Je serais le dernier à prétendre que les syndicats ne sont d’aucune utilité parce qu’ils ont négligé cela. Au contraire, les syndicats, en Angleterre aussi bien que dans les autres pays industriels, sont utiles aux classes travailleuses dans leur lutte contre le Capital. Le salaire moyen est égal à la somme des moyens de subsistance qui sont nécessaires aux ouvriers d’un pays donné pour conserver leur race suivant les conditions de vie de ce pays. Les conditions de vie peuvent être inégales pour des classes ouvrières différentes.
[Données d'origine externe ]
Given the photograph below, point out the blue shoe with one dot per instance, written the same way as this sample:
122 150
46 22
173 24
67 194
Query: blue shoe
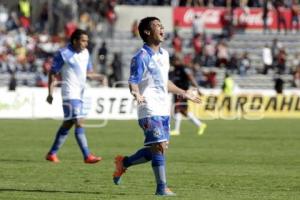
119 169
165 192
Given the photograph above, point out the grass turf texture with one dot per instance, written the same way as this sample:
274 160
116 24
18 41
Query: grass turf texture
234 160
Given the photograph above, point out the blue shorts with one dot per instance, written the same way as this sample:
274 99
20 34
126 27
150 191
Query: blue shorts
73 109
156 129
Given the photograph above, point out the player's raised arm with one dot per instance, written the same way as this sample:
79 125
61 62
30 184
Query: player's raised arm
98 77
134 90
188 94
51 84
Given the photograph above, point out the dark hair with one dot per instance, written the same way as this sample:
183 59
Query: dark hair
77 34
145 24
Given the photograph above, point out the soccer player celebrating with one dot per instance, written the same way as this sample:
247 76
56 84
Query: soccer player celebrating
149 84
183 77
74 64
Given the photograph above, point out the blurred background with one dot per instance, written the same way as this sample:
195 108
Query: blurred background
256 42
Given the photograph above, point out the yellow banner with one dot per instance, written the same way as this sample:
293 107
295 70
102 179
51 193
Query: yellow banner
249 106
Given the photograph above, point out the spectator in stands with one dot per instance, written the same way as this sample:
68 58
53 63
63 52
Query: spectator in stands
267 59
102 58
200 75
117 72
233 64
227 23
198 25
42 77
3 16
228 85
212 79
25 10
245 65
295 62
296 77
197 44
43 18
111 18
279 84
275 50
12 85
209 53
281 61
279 8
294 7
13 22
265 10
177 43
134 29
222 54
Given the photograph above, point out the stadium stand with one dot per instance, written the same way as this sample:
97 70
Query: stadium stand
41 46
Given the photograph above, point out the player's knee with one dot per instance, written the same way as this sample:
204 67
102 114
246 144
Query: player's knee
159 147
78 123
67 124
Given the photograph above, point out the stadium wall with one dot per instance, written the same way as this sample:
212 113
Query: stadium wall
117 103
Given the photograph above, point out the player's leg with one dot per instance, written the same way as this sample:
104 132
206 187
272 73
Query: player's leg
177 116
77 116
141 156
159 169
61 134
83 144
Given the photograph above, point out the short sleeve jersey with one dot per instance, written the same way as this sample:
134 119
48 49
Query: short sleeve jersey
149 70
73 67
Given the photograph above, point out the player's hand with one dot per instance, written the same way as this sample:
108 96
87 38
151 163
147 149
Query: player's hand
49 99
139 98
192 95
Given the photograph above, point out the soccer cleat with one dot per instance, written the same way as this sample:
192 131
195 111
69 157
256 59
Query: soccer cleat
52 157
174 132
91 159
165 192
119 169
202 128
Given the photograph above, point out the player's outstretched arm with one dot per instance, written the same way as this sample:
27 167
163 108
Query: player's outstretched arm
134 90
98 77
188 94
51 84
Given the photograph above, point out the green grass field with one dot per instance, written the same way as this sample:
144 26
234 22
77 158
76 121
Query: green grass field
233 160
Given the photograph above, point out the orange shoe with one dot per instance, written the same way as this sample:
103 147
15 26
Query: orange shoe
91 159
119 169
52 157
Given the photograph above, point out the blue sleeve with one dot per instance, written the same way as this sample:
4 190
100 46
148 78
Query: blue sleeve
90 66
58 63
136 70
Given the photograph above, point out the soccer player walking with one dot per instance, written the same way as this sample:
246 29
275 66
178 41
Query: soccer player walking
149 84
74 64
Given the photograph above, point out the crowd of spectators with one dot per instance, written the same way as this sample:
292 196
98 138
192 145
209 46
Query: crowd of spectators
27 46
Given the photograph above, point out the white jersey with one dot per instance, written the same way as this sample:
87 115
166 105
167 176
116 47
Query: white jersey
150 71
73 67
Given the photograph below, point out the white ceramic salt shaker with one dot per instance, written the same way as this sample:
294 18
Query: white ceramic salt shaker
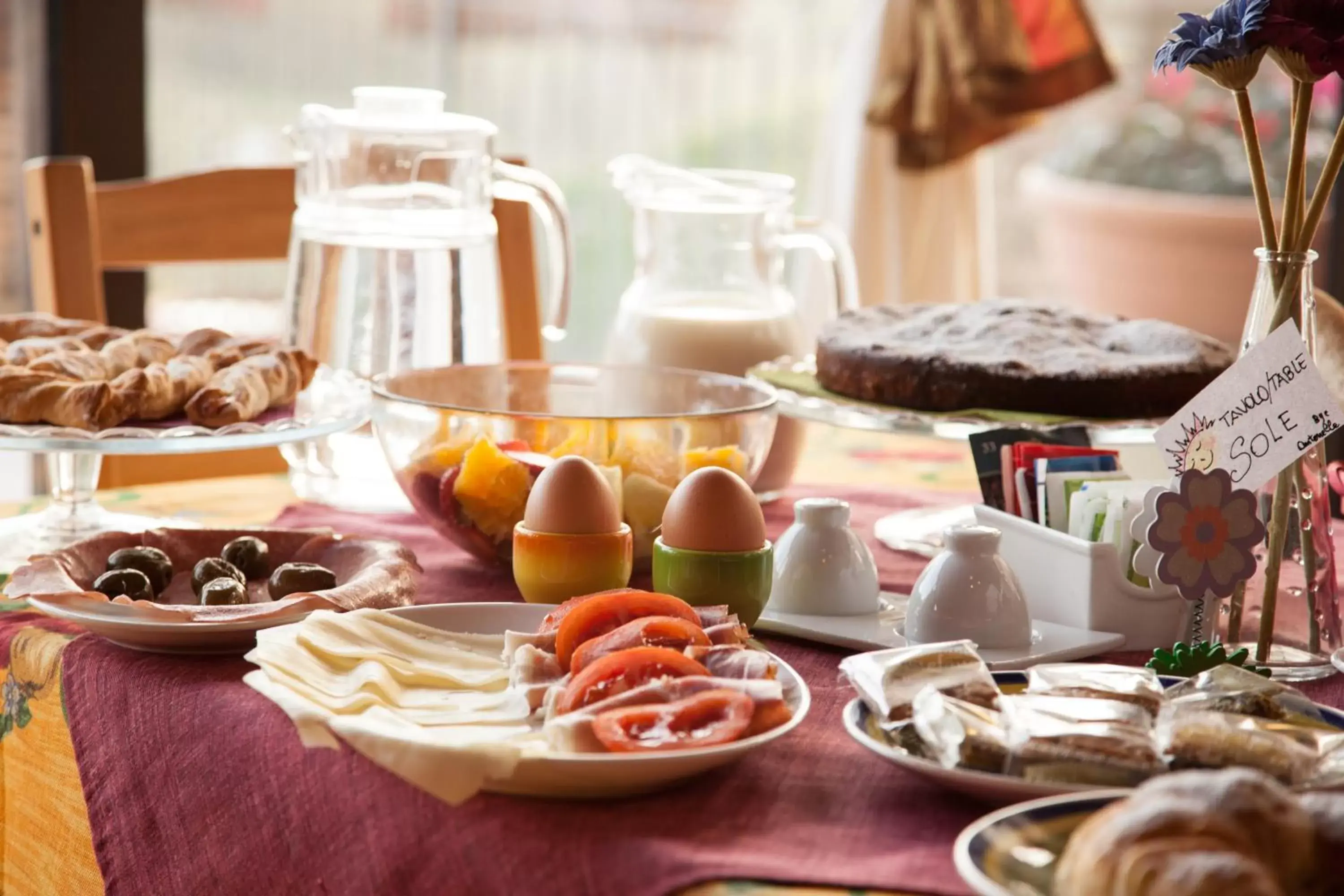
968 591
822 567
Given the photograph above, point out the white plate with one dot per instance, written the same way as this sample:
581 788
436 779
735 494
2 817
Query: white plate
983 785
1014 851
154 636
1050 642
597 775
978 785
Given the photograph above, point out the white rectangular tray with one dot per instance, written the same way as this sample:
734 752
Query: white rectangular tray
1051 642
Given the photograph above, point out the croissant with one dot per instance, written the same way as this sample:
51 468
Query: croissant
199 342
15 327
115 358
245 390
237 350
76 366
37 397
1194 833
25 351
160 390
99 336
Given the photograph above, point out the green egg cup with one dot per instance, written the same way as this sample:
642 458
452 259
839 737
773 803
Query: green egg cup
710 578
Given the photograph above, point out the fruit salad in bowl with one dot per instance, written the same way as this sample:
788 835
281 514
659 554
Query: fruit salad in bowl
467 443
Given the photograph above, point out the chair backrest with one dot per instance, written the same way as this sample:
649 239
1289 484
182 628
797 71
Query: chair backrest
78 229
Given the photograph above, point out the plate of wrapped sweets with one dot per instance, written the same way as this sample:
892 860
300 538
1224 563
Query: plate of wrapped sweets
1191 833
607 695
1057 728
80 382
211 590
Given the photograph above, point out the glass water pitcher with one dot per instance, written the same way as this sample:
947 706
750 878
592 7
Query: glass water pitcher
709 288
393 260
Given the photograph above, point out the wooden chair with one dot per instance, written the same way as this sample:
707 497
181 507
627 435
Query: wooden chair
78 229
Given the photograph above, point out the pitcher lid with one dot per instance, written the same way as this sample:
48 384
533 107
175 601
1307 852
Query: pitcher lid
397 109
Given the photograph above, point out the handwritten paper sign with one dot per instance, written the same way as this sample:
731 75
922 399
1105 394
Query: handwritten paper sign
1257 418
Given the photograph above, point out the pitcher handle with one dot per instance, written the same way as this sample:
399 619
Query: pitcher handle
527 185
831 244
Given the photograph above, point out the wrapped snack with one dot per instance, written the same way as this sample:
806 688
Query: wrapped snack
1238 691
1203 739
1100 681
889 680
959 734
1078 741
1328 771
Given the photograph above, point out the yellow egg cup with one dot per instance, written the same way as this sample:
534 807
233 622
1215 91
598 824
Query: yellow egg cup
553 569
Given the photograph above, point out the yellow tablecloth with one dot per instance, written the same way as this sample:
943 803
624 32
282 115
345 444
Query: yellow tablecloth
45 837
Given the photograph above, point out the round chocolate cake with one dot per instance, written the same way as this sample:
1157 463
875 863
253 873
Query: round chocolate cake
1017 357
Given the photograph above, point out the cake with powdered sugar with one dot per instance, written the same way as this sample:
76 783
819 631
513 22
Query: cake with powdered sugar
1017 357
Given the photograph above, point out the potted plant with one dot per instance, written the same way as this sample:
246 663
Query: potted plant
1151 215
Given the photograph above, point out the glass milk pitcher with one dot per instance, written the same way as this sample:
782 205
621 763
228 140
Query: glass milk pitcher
393 260
709 269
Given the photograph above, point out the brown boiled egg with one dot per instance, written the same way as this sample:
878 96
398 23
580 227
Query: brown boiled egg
572 497
713 509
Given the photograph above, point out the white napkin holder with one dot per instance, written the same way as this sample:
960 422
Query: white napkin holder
1081 583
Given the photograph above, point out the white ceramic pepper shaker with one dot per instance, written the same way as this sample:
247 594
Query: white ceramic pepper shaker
822 567
968 591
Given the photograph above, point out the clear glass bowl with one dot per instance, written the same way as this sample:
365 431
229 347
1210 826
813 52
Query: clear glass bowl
465 443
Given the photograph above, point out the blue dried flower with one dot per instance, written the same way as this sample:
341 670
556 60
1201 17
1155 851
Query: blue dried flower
1203 42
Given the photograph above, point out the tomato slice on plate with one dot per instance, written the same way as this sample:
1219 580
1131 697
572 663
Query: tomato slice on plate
603 613
648 632
623 671
553 620
707 719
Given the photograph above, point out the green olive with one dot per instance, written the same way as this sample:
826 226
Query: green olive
134 583
292 578
152 562
224 590
249 555
211 569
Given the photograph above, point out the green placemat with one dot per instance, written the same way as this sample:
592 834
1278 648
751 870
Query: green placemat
806 383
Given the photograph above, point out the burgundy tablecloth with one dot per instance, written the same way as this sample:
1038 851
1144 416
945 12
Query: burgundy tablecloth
195 784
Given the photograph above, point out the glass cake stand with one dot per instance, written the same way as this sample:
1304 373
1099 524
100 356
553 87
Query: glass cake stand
335 402
920 531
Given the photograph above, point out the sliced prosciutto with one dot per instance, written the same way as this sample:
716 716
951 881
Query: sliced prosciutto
734 661
730 632
647 632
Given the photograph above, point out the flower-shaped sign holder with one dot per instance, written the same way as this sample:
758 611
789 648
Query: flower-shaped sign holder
1198 536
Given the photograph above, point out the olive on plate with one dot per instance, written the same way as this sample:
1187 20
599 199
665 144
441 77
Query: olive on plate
132 583
211 569
250 555
152 562
224 590
292 578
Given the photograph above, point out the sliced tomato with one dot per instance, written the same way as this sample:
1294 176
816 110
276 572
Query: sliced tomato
647 632
769 714
707 719
553 620
603 613
623 671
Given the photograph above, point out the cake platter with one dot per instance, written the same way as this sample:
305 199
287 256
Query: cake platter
335 402
920 531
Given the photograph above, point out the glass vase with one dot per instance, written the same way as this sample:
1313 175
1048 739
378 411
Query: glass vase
1288 614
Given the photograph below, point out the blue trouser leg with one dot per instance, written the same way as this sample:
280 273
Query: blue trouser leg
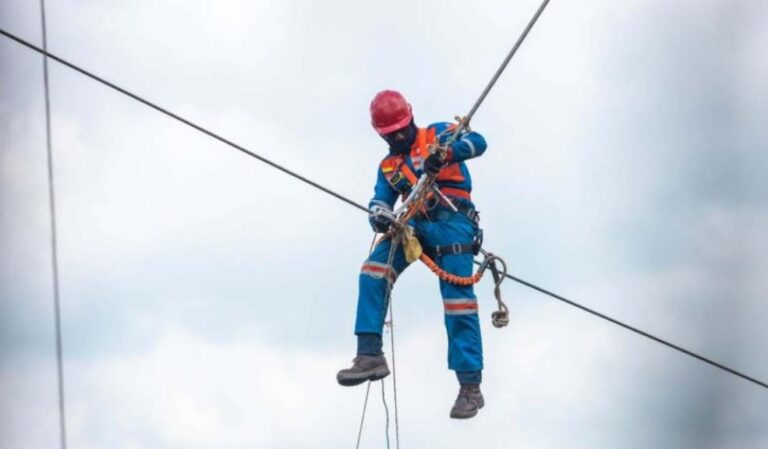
465 346
372 301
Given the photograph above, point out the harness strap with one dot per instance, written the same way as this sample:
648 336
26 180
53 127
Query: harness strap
452 249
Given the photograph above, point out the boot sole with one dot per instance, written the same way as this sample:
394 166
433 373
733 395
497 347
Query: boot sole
350 380
480 405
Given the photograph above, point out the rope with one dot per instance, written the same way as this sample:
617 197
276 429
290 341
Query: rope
390 280
362 419
361 207
386 409
390 324
54 241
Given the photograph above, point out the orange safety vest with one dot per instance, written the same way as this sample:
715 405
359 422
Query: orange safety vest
395 168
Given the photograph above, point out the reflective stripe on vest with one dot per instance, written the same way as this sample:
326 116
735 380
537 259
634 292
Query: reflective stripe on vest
395 168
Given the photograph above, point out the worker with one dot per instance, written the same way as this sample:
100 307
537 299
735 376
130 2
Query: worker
448 236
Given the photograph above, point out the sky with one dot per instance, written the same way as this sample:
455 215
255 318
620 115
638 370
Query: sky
208 300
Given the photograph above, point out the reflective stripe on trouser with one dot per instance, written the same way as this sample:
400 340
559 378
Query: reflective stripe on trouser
465 349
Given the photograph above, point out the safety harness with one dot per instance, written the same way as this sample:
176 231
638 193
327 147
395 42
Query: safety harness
422 196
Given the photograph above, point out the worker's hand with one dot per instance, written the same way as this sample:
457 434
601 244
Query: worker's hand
378 223
433 163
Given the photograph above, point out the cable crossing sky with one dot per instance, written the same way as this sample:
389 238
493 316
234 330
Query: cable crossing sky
363 208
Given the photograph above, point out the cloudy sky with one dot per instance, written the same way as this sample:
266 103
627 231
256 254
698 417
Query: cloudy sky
208 300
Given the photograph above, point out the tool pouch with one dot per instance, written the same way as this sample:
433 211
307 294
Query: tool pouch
411 245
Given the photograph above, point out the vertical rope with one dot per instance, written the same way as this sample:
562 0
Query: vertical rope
54 243
362 419
386 411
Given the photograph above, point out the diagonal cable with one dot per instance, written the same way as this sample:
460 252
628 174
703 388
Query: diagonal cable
181 119
364 209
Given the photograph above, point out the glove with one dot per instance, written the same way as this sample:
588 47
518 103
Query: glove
379 223
433 164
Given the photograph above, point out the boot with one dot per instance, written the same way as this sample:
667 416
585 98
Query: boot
365 367
469 401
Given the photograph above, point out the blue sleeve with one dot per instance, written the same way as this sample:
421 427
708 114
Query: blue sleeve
383 193
467 145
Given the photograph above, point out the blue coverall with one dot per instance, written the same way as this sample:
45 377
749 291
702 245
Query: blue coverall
442 227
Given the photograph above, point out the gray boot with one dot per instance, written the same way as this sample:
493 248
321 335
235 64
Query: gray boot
364 368
469 401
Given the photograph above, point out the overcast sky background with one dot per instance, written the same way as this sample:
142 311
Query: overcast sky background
208 300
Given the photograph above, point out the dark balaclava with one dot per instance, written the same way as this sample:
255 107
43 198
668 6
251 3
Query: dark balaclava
401 146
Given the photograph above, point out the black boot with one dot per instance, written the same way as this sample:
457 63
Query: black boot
365 367
469 401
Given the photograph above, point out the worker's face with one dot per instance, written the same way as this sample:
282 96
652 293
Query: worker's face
401 140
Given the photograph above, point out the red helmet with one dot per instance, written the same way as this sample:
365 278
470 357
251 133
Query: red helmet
390 112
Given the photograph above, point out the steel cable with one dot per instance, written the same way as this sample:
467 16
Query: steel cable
364 209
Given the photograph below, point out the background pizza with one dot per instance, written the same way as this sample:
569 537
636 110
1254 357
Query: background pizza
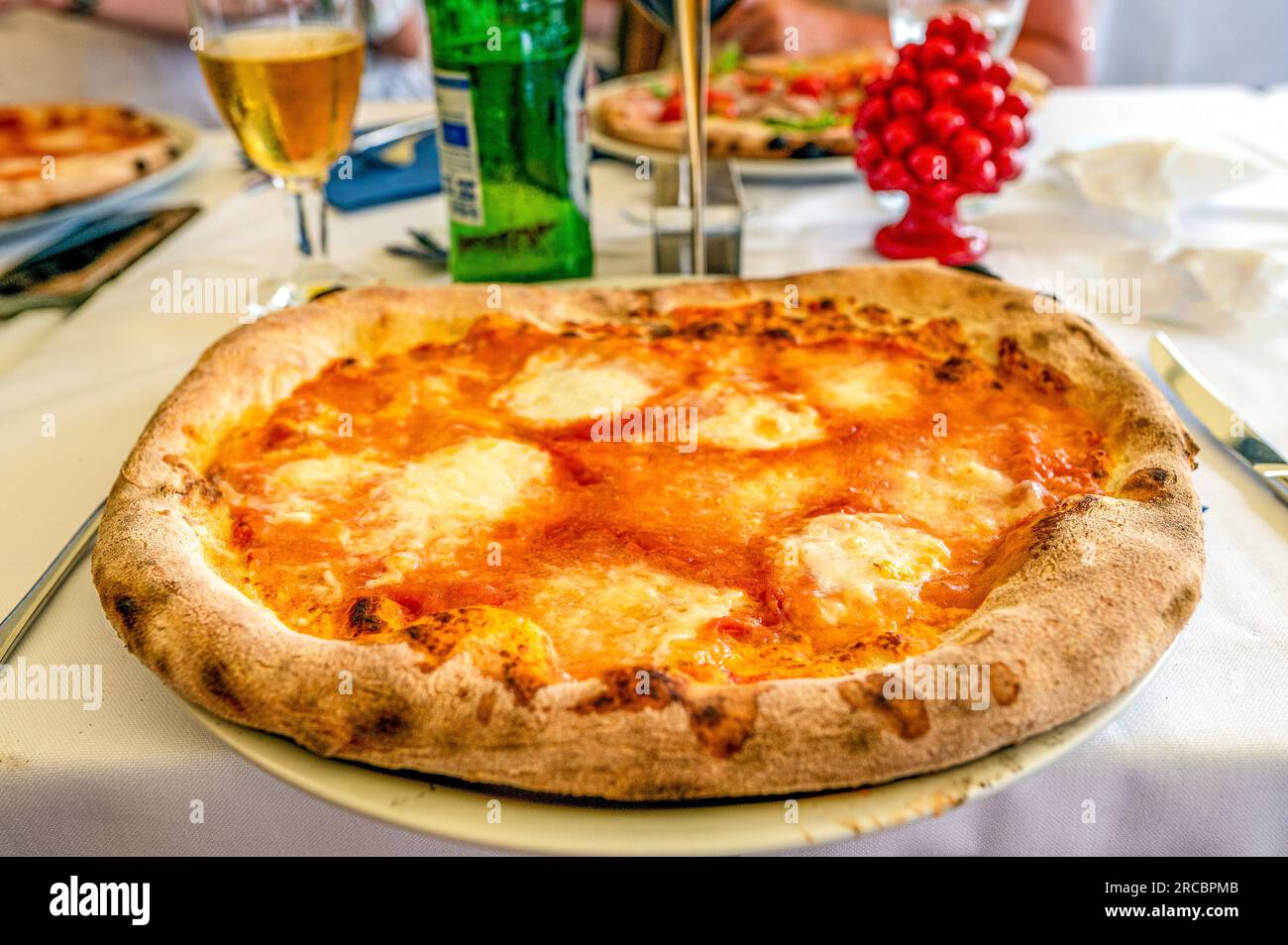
761 106
443 502
62 153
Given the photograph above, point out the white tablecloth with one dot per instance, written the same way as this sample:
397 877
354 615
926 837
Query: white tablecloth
1198 764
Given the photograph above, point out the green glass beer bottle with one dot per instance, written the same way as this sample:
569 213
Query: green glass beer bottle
511 138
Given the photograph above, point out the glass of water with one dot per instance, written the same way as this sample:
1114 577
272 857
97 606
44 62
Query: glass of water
909 20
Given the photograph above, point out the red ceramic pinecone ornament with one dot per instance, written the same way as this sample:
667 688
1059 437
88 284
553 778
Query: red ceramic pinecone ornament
941 124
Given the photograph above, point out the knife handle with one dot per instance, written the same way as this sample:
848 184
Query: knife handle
1276 477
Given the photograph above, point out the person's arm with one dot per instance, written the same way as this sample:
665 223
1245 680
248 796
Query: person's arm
408 43
1051 40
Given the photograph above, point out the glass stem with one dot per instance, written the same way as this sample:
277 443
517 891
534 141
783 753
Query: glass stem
310 210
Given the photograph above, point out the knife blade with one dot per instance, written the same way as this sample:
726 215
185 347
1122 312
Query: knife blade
1223 422
64 274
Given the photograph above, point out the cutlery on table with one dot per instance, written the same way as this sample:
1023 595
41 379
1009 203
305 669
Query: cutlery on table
34 601
1223 422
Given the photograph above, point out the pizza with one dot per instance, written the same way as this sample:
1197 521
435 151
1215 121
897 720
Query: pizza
62 153
657 544
761 106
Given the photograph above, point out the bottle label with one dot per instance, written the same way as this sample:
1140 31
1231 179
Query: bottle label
458 147
576 138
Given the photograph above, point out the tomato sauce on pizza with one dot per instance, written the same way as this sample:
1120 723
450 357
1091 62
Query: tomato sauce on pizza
728 505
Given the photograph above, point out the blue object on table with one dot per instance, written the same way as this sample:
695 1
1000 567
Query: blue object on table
374 181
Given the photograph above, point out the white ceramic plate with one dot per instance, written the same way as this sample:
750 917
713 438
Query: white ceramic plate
751 168
188 138
519 820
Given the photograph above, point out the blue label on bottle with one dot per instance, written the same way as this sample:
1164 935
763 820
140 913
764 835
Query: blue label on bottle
458 154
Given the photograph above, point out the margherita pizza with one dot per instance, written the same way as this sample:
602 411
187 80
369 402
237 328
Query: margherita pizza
761 106
58 154
664 544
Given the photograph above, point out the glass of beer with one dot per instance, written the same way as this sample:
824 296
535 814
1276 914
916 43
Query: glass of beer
284 75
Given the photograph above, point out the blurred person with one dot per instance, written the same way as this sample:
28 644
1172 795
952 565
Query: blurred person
137 52
1166 42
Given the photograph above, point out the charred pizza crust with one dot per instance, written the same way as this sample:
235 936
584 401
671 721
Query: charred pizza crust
63 153
1086 595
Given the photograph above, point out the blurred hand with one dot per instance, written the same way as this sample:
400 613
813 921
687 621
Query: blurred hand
761 26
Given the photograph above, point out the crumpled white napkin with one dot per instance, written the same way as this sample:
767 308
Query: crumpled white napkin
1216 288
1154 179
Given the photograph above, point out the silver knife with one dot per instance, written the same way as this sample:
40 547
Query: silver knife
1219 419
64 274
27 609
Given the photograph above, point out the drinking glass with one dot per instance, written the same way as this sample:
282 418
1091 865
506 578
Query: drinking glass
284 75
909 20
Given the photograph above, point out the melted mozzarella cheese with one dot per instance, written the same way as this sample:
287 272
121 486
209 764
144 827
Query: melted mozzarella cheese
956 493
858 571
750 420
296 490
867 387
597 614
558 387
438 502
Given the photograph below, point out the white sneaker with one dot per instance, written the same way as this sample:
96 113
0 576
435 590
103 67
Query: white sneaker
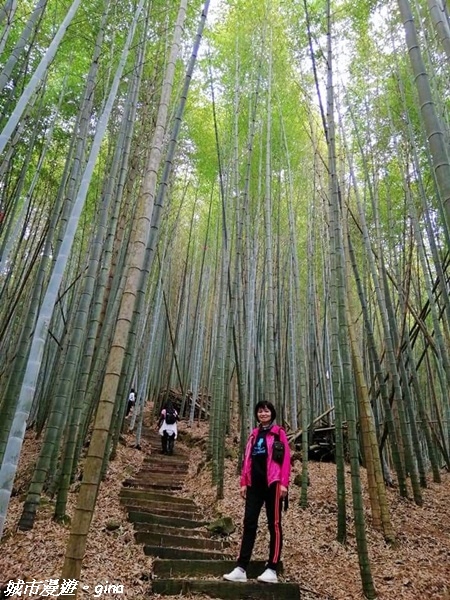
269 576
237 574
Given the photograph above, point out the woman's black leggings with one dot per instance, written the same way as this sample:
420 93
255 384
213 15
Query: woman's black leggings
256 497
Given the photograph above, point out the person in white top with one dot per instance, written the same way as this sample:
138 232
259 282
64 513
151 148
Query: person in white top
167 426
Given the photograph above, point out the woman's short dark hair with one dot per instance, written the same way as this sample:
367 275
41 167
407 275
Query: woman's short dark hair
266 404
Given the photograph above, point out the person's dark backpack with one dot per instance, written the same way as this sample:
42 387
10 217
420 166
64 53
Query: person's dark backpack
171 416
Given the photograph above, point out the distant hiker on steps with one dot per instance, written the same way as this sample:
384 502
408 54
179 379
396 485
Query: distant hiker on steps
131 401
264 480
167 426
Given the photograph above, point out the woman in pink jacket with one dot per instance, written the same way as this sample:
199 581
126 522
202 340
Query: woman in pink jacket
264 480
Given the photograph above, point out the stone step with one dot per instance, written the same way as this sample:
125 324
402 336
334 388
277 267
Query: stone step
167 540
165 568
157 485
166 510
153 496
135 515
251 590
165 459
157 467
155 478
167 529
186 553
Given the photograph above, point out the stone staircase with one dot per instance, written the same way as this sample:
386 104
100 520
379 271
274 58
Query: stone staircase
173 530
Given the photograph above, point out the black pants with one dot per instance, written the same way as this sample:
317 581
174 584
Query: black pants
256 497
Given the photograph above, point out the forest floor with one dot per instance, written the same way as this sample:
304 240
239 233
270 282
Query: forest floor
418 567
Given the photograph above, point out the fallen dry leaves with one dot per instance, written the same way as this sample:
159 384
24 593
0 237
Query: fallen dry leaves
419 567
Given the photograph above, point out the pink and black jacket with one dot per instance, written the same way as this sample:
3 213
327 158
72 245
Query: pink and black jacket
275 471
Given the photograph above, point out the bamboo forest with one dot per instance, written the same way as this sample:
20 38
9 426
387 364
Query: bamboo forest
231 201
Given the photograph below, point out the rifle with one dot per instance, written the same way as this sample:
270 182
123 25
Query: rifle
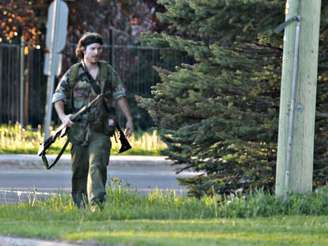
62 131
Et le grand mérite des syndicats est qu’en luttant pour la défense du niveau du salaire et la réduction du temps de travail, ils s’efforcent de maintenir et d’élever leurs conditions de vie.

Il y a dans l’est de Londres de nombreuses professions dont le travail ne demande pas moins d’expérience et est pour le moins aussi pénible que celui des maçons et de leurs compagnons. Et cependant les ouvriers de ces professions gagnent à peine la moitié des salaires de ces ouvriers du bâtiment. D’où vient cela ? Simplement du fait qu’une forte organisation met ces derniers en mesure d’imposer un niveau de vie considérablement plus élevé comme norme des salaires, tandis que les premiers, inorganisés et impuissants, sont obligés de se soumettre non seulement à l’exploitation moyenne, mais aussi à l’exploitation arbitraire de leurs employeurs ; leurs conditions de vie deviennent de plus en plus inférieures, ils apprennent à vivre avec un salaire de plus en plus bas et leurs salaires baissent naturellement jusqu’au niveau qu’ils ont appris eux-mêmes à reconnaître comme suffisant.

La loi du salaire n’est donc pas invariable. Dans certaines limites elle n’est pas inflexible. A tous les moments, sauf dans

  1. F. Engels écrivit cet article dans The Labour Standard vers 1880.